= Pivot language =

Intermediary language between different languages

A pivot language, sometimes also called a bridge language, is an artificial or natural language used as an intermediary language for translation between many different languages – to translate between any pair of languages A and B, one translates A to the pivot language P, then from P to B. Using a pivot language avoids the combinatorial explosion of having translators across every combination of the supported languages, as the number of combinations of language is linear ($n-1$), rather than quadratic $\left(\textstyle{\binom{n}{2}}=\frac{n^2-n}{2}\right)$ – one need only know the language A and the pivot language P (and someone else the language B and the pivot P), rather than needing a different translator for every possible combination of A and B.

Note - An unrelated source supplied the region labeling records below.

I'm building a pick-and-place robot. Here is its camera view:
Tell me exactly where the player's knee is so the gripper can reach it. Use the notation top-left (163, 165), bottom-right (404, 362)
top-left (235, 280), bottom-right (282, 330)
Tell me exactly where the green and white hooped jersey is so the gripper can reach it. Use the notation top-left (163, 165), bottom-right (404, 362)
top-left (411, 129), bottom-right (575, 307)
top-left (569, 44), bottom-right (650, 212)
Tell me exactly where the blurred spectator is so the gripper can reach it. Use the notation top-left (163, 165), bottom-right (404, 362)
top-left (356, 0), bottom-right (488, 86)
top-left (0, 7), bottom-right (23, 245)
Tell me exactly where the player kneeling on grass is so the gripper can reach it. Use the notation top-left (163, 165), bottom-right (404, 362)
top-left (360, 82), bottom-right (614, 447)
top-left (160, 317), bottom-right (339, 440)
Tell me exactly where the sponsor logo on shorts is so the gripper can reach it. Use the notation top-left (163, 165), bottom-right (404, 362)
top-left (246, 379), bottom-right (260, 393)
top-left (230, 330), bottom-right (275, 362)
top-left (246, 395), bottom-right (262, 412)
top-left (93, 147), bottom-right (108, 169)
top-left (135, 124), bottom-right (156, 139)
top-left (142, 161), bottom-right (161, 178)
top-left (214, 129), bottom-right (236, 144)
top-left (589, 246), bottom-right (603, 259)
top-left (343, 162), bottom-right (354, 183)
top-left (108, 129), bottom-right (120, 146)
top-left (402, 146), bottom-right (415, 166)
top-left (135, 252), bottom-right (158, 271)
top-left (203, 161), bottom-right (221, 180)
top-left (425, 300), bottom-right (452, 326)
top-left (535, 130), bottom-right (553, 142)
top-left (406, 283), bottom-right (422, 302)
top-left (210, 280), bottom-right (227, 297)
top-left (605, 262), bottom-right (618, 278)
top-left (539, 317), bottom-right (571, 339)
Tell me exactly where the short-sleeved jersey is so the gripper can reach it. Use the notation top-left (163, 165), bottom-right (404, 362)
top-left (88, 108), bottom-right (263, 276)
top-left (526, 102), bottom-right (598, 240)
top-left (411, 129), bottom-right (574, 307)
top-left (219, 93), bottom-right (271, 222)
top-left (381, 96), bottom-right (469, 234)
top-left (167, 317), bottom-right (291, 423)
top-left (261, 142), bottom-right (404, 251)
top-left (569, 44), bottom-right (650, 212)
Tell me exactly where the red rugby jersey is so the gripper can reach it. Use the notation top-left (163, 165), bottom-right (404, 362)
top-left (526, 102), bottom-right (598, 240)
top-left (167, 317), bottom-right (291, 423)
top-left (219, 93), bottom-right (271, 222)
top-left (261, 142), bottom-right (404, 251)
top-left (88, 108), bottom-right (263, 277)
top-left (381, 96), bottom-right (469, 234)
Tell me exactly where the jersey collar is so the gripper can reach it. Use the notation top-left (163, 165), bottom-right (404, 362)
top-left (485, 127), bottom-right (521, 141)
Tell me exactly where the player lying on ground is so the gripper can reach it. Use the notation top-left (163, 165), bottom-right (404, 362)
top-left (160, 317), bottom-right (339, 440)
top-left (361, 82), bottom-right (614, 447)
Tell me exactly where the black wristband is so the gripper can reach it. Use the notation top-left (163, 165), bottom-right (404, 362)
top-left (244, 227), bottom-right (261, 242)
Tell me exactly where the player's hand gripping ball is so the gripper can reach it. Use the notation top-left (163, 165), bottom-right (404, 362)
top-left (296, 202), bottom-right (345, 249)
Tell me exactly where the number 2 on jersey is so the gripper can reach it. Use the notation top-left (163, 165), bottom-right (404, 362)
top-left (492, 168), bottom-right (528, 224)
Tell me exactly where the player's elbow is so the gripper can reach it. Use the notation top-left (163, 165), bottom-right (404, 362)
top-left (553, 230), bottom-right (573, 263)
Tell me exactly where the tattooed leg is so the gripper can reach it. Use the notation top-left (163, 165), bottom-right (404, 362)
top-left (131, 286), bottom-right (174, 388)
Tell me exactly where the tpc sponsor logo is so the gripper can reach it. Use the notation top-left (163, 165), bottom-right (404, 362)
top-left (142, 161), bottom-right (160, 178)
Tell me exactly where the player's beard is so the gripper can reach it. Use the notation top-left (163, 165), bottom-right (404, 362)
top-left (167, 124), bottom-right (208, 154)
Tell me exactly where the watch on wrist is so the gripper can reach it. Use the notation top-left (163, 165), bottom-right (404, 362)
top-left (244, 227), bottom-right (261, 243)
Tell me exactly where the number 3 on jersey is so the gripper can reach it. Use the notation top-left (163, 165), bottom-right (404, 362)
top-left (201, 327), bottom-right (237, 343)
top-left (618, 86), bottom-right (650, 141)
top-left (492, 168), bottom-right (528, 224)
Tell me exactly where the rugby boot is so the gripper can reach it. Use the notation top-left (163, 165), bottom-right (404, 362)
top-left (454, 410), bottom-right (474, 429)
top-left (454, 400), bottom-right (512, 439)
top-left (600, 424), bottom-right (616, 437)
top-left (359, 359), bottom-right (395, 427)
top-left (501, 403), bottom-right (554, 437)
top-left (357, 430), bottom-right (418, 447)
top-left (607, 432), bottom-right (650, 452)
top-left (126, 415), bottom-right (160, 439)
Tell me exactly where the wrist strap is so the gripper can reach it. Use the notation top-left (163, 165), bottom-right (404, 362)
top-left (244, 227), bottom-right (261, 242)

The disadvantage of a pivot language is that each step of retranslation introduces possible mistakes and ambiguities – using a pivot language involves two steps, rather than one. For example, when Hernán Cortés communicated with Mesoamerican Indians, he spoke Spanish to Gerónimo de Aguilar, who spoke Mayan to Malintzin, who spoke Nahuatl to the locals.

== Examples ==

English, French, Russian, and Arabic are often used as pivot languages. Interlingua has been used as a pivot language in international conferences and has been proposed as a pivot language for the European Union. Esperanto was proposed as a pivot language in the Distributed Language Translation project and has been used in this way in the Majstro Tradukvortaro at the Esperanto website Majstro.com. The Universal Networking Language is an artificial language specifically designed for use as a pivot language.

== In computing ==

Pivot coding is also a common method of translating data for computer systems. For example, the Internet Protocol, XML and high level languages are pivot codings of computer data which are then often rendered into internal binary formats for particular computer systems.

Unicode was designed to be usable as a pivot coding between various major existing character encodings, though its widespread adoption as a coding in its own right has made this usage unimportant.